Team Foundation Server Proxy and Source Control


The Team Foundation source control proxy is designed to boost network performance by caching copies of source control files in a remote location, local to the developer needing the files but away from the main source control location. By storing copies in the remote location, typically connected to the source location through a slower link than your local area network, the proxy helps each individual user avoid a costly download of the files to their workspace across the slower connection.

Instead, the source control proxy generally serves client requests by returning the files from the local cache over the quicker local connection. When a file is not in the local cache, the file is downloaded by the proxy to the local cache from Team Foundation Server, before returning the files to the client.

Basic Operation

The operations of the proxy can be seen through the client side and the server side. Like any internet proxy, you configure your client to use the proxy, and then the proxy itself controls the administration of the files. As a user of the client, you let the proxy control the downloading files.

On the server side, as the administrator, your first task is to set up the proxy.

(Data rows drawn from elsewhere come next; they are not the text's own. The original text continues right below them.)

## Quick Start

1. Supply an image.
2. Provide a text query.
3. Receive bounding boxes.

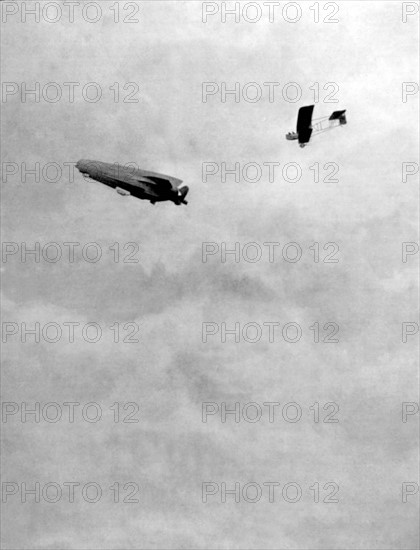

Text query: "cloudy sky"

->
[1,1,419,550]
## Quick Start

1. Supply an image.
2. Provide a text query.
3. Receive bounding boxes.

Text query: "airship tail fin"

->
[178,185,189,204]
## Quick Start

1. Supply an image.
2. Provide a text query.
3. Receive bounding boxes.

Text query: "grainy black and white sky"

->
[1,1,419,550]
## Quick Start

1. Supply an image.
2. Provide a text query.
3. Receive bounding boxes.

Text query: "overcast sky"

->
[1,1,419,550]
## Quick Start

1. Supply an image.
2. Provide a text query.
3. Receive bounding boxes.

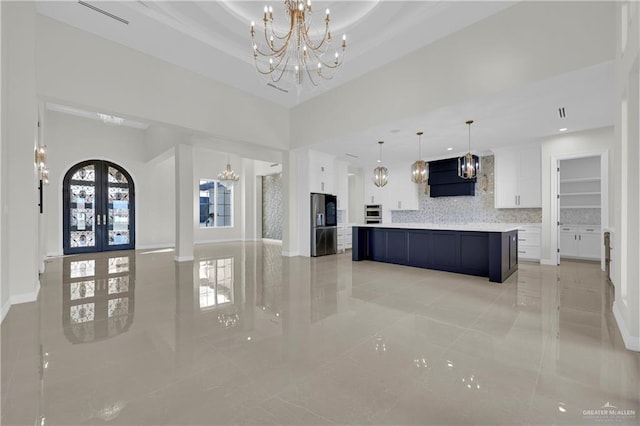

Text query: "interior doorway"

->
[62,160,135,254]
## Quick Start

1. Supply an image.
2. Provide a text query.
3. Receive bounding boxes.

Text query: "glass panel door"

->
[67,164,96,250]
[63,160,135,254]
[107,166,130,246]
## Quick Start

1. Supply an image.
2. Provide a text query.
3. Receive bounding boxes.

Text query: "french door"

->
[62,160,135,254]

You then configure the proxy by editing the proxy.config file. Once these two tasks have been undertaken, you need only to perform occasional maintenance.

A maximum limit is set on the amount of storage space the proxy can use for caching files. When this limit is reached, old files in the cache are deleted to free up some storage space so that the space can be used for caching newly requested files. Cleanup removes the files based on when they were last accessed.  Files that have not been served for the longest time are deleted first.

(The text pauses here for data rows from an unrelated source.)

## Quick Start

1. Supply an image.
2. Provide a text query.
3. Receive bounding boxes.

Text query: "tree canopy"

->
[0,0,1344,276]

The proxy itself requires very little administration or maintenance. However, you should periodically monitor and manage the performance. You should observe the following performance counters:

  • Current Cache Size
  • Total Cache Hits – count and percentage
  • Total Download Requests
  • Total Files in Cache
  • Total Cache Miss – count and percentage

These performance counters are registered as part of the proxy install. The proxy performance counters are multi-instanced; meaning there is a set of counters for each application-tier that you have configured in the proxy.config file.

By collecting this data, you get an understanding of the performance when the proxy server is running. Performance counters such as these play an important role in understanding the health and optimizing all aspects of Team Foundation Server.

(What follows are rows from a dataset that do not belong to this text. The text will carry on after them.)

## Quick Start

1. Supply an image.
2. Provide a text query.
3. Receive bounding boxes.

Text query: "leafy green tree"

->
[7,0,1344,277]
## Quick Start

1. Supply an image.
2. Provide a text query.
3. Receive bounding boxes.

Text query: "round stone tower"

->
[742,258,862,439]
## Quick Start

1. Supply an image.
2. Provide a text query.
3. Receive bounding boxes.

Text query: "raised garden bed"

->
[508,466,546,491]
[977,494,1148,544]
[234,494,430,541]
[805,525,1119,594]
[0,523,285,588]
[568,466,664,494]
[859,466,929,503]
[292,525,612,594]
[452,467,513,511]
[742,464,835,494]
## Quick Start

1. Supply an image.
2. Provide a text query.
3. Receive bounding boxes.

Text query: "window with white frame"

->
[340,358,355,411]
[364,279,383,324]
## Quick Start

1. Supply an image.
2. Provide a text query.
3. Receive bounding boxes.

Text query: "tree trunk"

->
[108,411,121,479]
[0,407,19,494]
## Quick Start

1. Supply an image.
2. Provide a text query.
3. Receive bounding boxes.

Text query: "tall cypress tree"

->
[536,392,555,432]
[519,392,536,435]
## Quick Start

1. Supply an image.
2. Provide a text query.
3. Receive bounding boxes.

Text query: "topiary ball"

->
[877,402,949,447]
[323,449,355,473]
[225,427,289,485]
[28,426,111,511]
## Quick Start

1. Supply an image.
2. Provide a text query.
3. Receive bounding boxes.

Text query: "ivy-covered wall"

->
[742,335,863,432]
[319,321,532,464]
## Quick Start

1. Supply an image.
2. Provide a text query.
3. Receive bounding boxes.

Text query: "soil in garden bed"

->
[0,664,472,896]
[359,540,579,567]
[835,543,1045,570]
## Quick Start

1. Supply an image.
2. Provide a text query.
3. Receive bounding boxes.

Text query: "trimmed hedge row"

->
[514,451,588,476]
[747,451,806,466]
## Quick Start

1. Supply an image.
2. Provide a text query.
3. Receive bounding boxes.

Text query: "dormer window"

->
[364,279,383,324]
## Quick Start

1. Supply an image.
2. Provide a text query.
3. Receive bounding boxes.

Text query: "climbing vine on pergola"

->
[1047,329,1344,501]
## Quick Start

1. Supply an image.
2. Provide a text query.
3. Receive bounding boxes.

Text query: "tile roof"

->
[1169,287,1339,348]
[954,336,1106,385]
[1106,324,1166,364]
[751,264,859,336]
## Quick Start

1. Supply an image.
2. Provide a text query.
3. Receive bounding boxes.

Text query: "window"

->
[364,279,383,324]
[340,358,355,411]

The source control proxy uses a pre-authenticated ticket scheme for determining whether a requesting user is authorized to view the content of the requested file. In this scheme, the user’s client contacts the master source control server and if the user is authorized, the client is provided a digitally signed ticket containing the details of the file being requested.  The client then presents the ticket to the proxy server.  This use of public/private key signatures allows the proxy to be certain that the ticket came from the server and that the user is therefore authorized to view the file. The proxy then looks into the cache to see if it can service the request, and if not, requests the file from the server and adds it to the cache.